Is there a peak during MN teacher's conference ? Not so sure anymore. Not as many MN kids hunt compared to 10 or 20 years ago. Many head to SD - pheasants. MN kids in sports are tied to football. Minnesota youth hockey now starts by October 10th for any boy 10 and over.

Ken you are correct - the average "working-man" Minnesotan would get hit hard with the one weekend restriction. I would argue back that these guys are probably hunting 5 days total in ND anyway. The guys hunting with guides on a one week trip would feel no impact.

Question : Not all ND land is prime or good for waterfowl. Is the prime waterfowl land primarily leased up by lodges and guides ??

Or is the main issue with resident hunters the competition with free lance NRs for federal WPAs and non posted land access ??

Need to decide what type of NR hunter impacts the quality of resident hunters the most and work to reduce that factor.


----------



## guppy (Mar 8, 2002)

I to like the idea of 1 week for NR and a set number of tags issued. But with setting up more units to spread these guys out are we really gaining ground?

What is the plan for chocking back the Outfitters/Guides numbers? This is radical but I like what Montana did to control the Elk farming. No new Elk farms and the current permits to raise are not transferable. This would work here to No more new Outfitters and the current permits are not transferable. I think the MT residents had to use the referal/special vote process to get the point across to the Polititions. Just a idea.


----------



## Eric Hustad (Feb 25, 2002)

I think a lot of people from other states would like the plan. You should be able to get a license and plan a week and I have heard from some people in Minnesota say that there needs to be something like this done because they don't want to come here and spend money for lousy hunting. With some zones pressure would be spread out and harder to lease or buy land because you don't know the zone you are hunting in. This is give and take so I think the founding idea is a good one. I also would like to see access stamps for everyone and give the money to landowners who let us on.


----------



## KEN W (Feb 22, 2002)

This would also mean residents only for the early Canada season and if the USFW gives us a Sept. 24 opener it would mean res. only the first week of the general season.It would also mean res, only after Nov 1.The snow hunting was great last Nov. in the southern part of the state.


----------



## prairie hunter (Mar 13, 2002)

If they go to zones. The people hunting with guides would get their zone choice.
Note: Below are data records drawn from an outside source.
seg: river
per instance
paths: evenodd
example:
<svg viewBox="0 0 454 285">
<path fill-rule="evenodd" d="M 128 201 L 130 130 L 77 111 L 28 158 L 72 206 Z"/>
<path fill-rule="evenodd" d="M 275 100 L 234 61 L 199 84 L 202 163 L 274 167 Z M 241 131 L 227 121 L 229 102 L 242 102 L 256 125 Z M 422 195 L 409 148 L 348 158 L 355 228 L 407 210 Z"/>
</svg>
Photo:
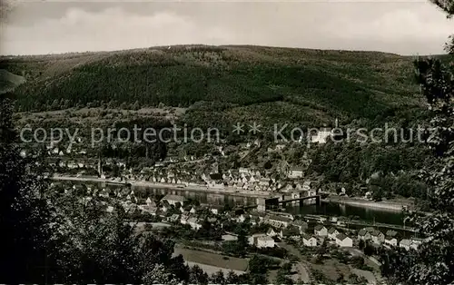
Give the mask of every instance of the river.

Would the other people get to select a zone ? 1st and 2nd choice ? 2nd drawing for under sold zones ? Cost to run lottery / lotteries to ND G&F.
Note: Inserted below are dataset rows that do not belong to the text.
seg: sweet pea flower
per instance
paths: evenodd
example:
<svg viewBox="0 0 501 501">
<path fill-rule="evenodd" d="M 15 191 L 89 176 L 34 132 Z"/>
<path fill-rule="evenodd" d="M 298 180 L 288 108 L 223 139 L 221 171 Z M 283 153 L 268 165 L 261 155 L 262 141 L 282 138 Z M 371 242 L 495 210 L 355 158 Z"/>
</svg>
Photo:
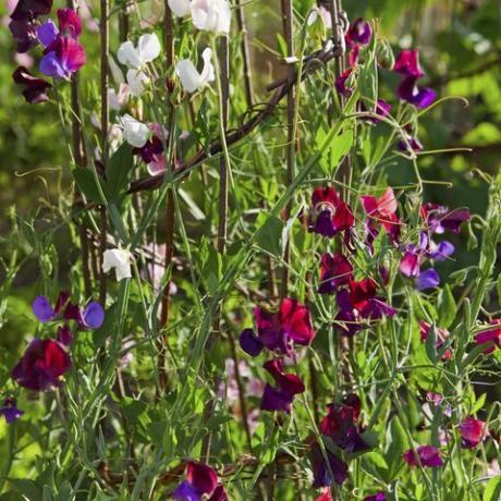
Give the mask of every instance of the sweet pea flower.
<svg viewBox="0 0 501 501">
<path fill-rule="evenodd" d="M 34 339 L 11 375 L 28 390 L 45 391 L 59 387 L 59 378 L 70 367 L 70 355 L 61 344 L 51 339 Z"/>
<path fill-rule="evenodd" d="M 309 310 L 296 300 L 282 300 L 279 311 L 274 314 L 257 307 L 254 317 L 257 334 L 252 329 L 245 329 L 240 337 L 242 350 L 250 356 L 259 355 L 265 347 L 290 355 L 293 344 L 306 346 L 315 338 Z"/>
<path fill-rule="evenodd" d="M 192 13 L 191 0 L 169 0 L 167 3 L 176 17 L 186 17 Z"/>
<path fill-rule="evenodd" d="M 24 86 L 23 96 L 26 102 L 36 105 L 49 100 L 47 90 L 52 86 L 44 78 L 34 76 L 25 66 L 19 66 L 12 74 L 12 80 L 17 85 Z"/>
<path fill-rule="evenodd" d="M 473 417 L 466 417 L 460 424 L 461 447 L 463 449 L 474 449 L 482 442 L 489 435 L 487 423 Z"/>
<path fill-rule="evenodd" d="M 217 473 L 203 463 L 186 464 L 186 480 L 172 493 L 174 501 L 228 501 L 227 493 Z"/>
<path fill-rule="evenodd" d="M 198 29 L 230 33 L 231 9 L 228 0 L 192 0 L 192 21 Z"/>
<path fill-rule="evenodd" d="M 125 113 L 120 119 L 123 129 L 123 138 L 134 148 L 143 148 L 150 136 L 147 125 Z"/>
<path fill-rule="evenodd" d="M 47 76 L 69 80 L 86 61 L 85 50 L 78 42 L 82 23 L 73 9 L 58 9 L 58 24 L 49 20 L 37 28 L 37 37 L 45 47 L 40 71 Z"/>
<path fill-rule="evenodd" d="M 419 466 L 419 463 L 424 467 L 436 468 L 438 466 L 443 466 L 442 457 L 440 456 L 440 451 L 433 445 L 420 445 L 416 449 L 416 453 L 413 449 L 408 449 L 402 455 L 403 460 L 412 467 Z"/>
<path fill-rule="evenodd" d="M 261 411 L 282 411 L 291 413 L 292 401 L 294 395 L 303 393 L 305 386 L 295 374 L 283 371 L 283 364 L 279 359 L 268 361 L 264 365 L 265 369 L 271 375 L 278 388 L 266 384 L 261 399 Z"/>
<path fill-rule="evenodd" d="M 319 294 L 332 294 L 342 284 L 350 282 L 353 267 L 342 254 L 326 253 L 321 257 Z"/>
<path fill-rule="evenodd" d="M 491 320 L 489 323 L 492 326 L 501 326 L 501 318 Z M 475 342 L 477 345 L 485 345 L 486 349 L 484 353 L 492 353 L 497 347 L 501 349 L 501 327 L 494 327 L 491 330 L 486 330 L 484 332 L 475 335 Z"/>
<path fill-rule="evenodd" d="M 0 407 L 0 416 L 5 418 L 8 425 L 11 425 L 16 419 L 19 419 L 24 414 L 23 411 L 20 411 L 15 405 L 15 399 L 8 396 L 3 402 L 3 405 Z"/>
<path fill-rule="evenodd" d="M 367 450 L 357 426 L 361 407 L 361 400 L 354 393 L 345 396 L 341 404 L 330 404 L 328 415 L 320 423 L 320 432 L 347 452 Z"/>
<path fill-rule="evenodd" d="M 450 210 L 448 207 L 430 201 L 420 207 L 419 213 L 431 233 L 442 234 L 445 231 L 460 233 L 461 224 L 472 219 L 466 208 Z"/>
<path fill-rule="evenodd" d="M 308 230 L 319 235 L 333 237 L 355 225 L 350 206 L 330 186 L 317 187 L 311 195 Z"/>
<path fill-rule="evenodd" d="M 330 487 L 334 481 L 341 486 L 347 478 L 347 464 L 332 454 L 329 450 L 325 451 L 323 456 L 320 445 L 315 442 L 311 447 L 311 463 L 314 473 L 314 488 Z M 332 473 L 332 475 L 331 475 Z"/>
<path fill-rule="evenodd" d="M 204 52 L 201 52 L 201 59 L 204 60 L 201 73 L 198 73 L 197 69 L 190 59 L 183 59 L 175 65 L 175 73 L 180 77 L 181 84 L 188 94 L 193 94 L 208 85 L 209 82 L 215 81 L 216 75 L 211 58 L 212 50 L 206 48 Z"/>
<path fill-rule="evenodd" d="M 160 41 L 155 33 L 142 35 L 137 46 L 131 40 L 124 41 L 117 52 L 119 61 L 129 68 L 125 75 L 131 94 L 139 97 L 145 84 L 149 82 L 144 69 L 160 54 Z"/>
<path fill-rule="evenodd" d="M 114 268 L 117 282 L 132 278 L 131 253 L 124 248 L 111 248 L 105 250 L 102 256 L 102 271 L 108 273 Z"/>
<path fill-rule="evenodd" d="M 396 216 L 398 203 L 393 190 L 387 187 L 380 197 L 362 196 L 362 204 L 367 213 L 367 244 L 371 247 L 374 240 L 383 227 L 390 241 L 395 244 L 400 239 L 400 219 Z"/>
</svg>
I am sure many NR would not come to hunt in ND if they were not drawn for their prefered zone. This could really work at reducing overall numbers. This could reduce potential leasing by NR in over subscribed zones.
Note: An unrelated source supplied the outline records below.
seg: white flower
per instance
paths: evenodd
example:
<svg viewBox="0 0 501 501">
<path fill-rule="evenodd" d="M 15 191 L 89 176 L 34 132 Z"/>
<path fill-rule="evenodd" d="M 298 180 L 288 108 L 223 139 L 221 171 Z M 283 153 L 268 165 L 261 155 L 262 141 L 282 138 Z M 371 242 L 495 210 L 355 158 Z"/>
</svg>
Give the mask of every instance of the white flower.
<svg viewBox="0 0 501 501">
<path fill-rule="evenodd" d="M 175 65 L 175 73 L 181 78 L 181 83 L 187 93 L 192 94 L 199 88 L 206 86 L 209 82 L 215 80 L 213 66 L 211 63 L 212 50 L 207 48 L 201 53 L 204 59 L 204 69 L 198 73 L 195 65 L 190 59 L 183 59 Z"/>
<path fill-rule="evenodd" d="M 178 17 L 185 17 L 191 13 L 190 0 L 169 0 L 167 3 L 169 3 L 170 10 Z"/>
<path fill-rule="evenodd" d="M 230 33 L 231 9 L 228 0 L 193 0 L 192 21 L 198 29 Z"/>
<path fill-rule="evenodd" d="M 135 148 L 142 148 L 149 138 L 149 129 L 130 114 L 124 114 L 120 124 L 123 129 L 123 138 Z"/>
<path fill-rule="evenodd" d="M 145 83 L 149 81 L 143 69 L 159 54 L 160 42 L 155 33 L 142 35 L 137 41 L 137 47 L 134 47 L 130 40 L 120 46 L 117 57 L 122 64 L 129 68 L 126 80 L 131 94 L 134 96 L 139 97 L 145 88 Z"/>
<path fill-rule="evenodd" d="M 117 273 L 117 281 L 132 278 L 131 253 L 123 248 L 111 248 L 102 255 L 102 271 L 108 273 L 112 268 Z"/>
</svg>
When you (a ND resident) apply for that buck deer license in SE ND and are denied - would you take a buck license in another part of the state you have never visited ? Or sit until next year for a buck license ?

What about retired ND farmers living in AZ or a NR coming home to hunt the "homestead" with dad ? If they are impacted by this new system would the land be post in revenge or anger ?

[ This Message was edited by: prairie hunter on 2002-04-04 07:42 ]


----------



## prairie hunter (Mar 13, 2002)

Ken:

The early Canada goose season SHOULD be residents only.

Do you really think any guide or outfitter would give up that extra week in September or first week in Nov ?

[ This Message was edited by: prairie hunter on 2002-04-03 16:00 ]


----------



## Eric Hustad (Feb 25, 2002)

There has got to be give and take and people can always come back for deer season. We take less money to live here so if people want to hunt that bad then move back to the state. Residents should get some rights for freezing up here. Landowners who live in AZ would be granfathered in I'm sure and college kids keep an address here anyway. I don't think landowners would post in response especially if we can raise fees for all hunters residents and non. raise guide fees and dole the money out to the landowner. People make the choice to live here or not. This might be good for econ. development in ND because if people who love to hunt are restricted then maybe they will move back and bring money into the state by living here...just a thought.


----------



## KEN W (Feb 22, 2002)

prarie hunter,

I agree about the early Canada season.I was just making a point.I also don't have a problem with the first week being res. only.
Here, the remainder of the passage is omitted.